DiGenova and Toensing delivered for Firtash in another essential way: Parnas testified to Congress in 2024 that the two met with then-Attorney General Bill Barr urging him to drop the charges “because Dmitry Firtash was going to help us getting dirt on the Bidens.”
“Someone from the Trump campaign is talking to the Attorney General to drop the charges because this foreign national is helping get dirt on a political candidate?” asked Rep. Ro Khanna (D-Calif.). “Absolutely,” Parnas replied.
Weeks later, when the existence of the whistleblower complaint about the Trump-Zelensky phone call became public, diGenova and Toensing appeared on Sean Hannity’s Fox News show touting the Shokin affidavit without any mention that it was she and her husband who had obtained it. DiGenova also spoke of the whistleblower: “This whistleblower needs to go to prison. He doesn’t need to be feted, he needs to go to prison.”
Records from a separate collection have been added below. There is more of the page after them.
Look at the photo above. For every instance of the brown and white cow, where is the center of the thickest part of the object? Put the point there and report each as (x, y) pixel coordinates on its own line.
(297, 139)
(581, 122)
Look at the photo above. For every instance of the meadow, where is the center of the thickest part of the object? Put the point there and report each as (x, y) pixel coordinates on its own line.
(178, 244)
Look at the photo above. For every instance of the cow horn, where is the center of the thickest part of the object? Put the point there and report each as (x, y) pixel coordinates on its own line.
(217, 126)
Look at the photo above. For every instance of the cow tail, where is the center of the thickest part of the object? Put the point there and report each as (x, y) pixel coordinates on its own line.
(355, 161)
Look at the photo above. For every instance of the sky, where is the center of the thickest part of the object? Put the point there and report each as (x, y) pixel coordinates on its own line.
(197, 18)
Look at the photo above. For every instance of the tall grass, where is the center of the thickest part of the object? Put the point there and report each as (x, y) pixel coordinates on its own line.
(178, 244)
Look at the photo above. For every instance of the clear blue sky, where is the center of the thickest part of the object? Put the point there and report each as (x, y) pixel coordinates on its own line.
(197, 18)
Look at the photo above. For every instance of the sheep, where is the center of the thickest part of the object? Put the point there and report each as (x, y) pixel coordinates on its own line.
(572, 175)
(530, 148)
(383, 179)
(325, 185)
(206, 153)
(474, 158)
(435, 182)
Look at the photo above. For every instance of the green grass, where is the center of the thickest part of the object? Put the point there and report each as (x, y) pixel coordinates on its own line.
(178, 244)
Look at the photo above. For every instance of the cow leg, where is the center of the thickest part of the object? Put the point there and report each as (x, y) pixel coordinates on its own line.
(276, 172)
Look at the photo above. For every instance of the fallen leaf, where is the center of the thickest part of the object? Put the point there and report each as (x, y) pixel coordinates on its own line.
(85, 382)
Director of National Intelligence Tulsi Gabbard just this month issued a criminal referral—apparently unaccompanied by evidence of any crime—for that very whistleblower that, along with the rest of drama surrounding Russia, Ukraine and the president, may well make its way down to Southern Florida as part of the Grand Conspiracy investigation.
All of which is to say: DiGenova has been appointed to investigate a made-up deep-state plot that supposedly involves the wrongful impeachment of President Trump over a phone call with Volodymyr Zelensky in which Trump demanded an investigation into the Bidens and Burisma. This was the very investigation that diGenova not only repeatedly clamored for on conservative television programs—but was paid to help bring about. Now, charged with prosecuting the case, the Grand Conspiracy’s most enthusiastic promoter may turn out to be its most consequential liability.